Il progetto che parla anche italiano
Il grande fiume che ha visto il sorgere della civiltà egiziana, nasce come corso unico nei pressi della capitale sudanese Khartoum. Qui convergono infatti i suoi due più importanti affluenti: il Nilo Bianco ed il Nilo Azzurro. Il primo nasce tra i monti dell’Uganda, ma è il secondo che contribuisce alla portata principale di uno dei corsi d’acqua più lunghi al mondo. Ed il Nilo Azzurro ha origine proprio dagli altipiani etiopi. Nei pressi del confine con il Sudan, il governo di Addis Abeba anni fa ha progettato una nuova grande diga in grado di sfruttare una parte dell’immensa gittata che il Nilo Azzurro riversa poi verso nord. È nata così l’idea dell’infrastruttura concepita per essere nel suo genere la più grande del continente africano, in grado di dare la possibilità all’Etiopia di poter contare su una fornitura idrica ben più importante di quella odierna.

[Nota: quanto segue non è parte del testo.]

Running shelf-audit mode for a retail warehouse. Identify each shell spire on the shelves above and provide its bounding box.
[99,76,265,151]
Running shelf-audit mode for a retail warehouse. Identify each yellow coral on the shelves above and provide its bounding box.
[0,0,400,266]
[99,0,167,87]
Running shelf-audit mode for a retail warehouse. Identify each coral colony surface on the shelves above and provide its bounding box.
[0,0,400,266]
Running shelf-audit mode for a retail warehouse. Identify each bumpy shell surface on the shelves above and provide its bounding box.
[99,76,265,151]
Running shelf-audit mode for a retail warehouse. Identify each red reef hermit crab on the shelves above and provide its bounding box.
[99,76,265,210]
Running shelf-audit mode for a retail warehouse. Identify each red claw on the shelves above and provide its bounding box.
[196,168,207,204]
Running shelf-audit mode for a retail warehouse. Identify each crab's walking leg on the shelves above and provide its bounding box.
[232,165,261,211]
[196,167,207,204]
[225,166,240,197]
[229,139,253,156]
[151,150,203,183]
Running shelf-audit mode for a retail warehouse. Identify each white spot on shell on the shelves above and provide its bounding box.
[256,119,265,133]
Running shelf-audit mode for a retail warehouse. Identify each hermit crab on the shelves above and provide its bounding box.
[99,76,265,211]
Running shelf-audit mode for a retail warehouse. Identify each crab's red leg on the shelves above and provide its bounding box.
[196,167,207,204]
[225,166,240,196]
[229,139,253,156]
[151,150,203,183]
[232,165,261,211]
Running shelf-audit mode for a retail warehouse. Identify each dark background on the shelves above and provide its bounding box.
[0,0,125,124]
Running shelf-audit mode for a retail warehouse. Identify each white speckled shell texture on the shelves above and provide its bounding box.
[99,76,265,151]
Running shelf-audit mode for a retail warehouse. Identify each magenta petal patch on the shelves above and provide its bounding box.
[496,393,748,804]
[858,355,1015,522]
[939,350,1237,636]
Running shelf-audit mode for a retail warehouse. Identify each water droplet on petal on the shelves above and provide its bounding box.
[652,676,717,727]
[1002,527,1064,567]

Nel 2014 sono partiti i lavori della diga, affidati ad una ditta italiana: la Salini Impregilo. C’è dunque anche l’interessamento del nostro paese in quello che viene considerato come uno degli investimenti più importanti fatti in Africa negli ultimi anni. E dietro il quale non è mancato, nel corso della progettazione, anche l’impulso cinese. Ma da quando sono iniziati i lavori, tra Addis Abeba ed Il Cairo è sorto un contrasto ancora oggi difficilmente sanabile. E che, in vista dell’attivazione delle turbine, potrebbe sfociare in ulteriore tensione politica.
Un negoziato difficile
L’Egitto, come accennato ad inizio articolo, teme soprattutto una diminuzione della portata del Nilo. Preoccupazione condivisa con il Sudan, la cui posizione viene però vista con sospetto da Il Cairo secondo cui più volte Khartoum è stata sul punto di schierarsi dalla parte etiope. La vicenda comunque, sta riguardando maggiormente Egitto ed Etiopia. La diga per Addis Abeba è ulteriore segno delle ambizioni di rinascita del popolo, gli egiziani invece temono da questo momento in poi un progressivo avanzamento del deserto negli unici terreni coltivabili del proprio paese. L’Egitto ha posto la questione anche sul piano prettamente giuridico: il governo de Il Cairo, in particolare, rivendica la validità attuale del trattato stipulato con il Sudan nel 1959, in cui è stato stabilito come 55.5 miliardi di litri cubi d’acqua ogni anno possano essere sfruttati dal paese nordafricano. Con la diga etiope, la portata potrebbe scendere drasticamente, secondo Il Cairo, anche sotto i 50.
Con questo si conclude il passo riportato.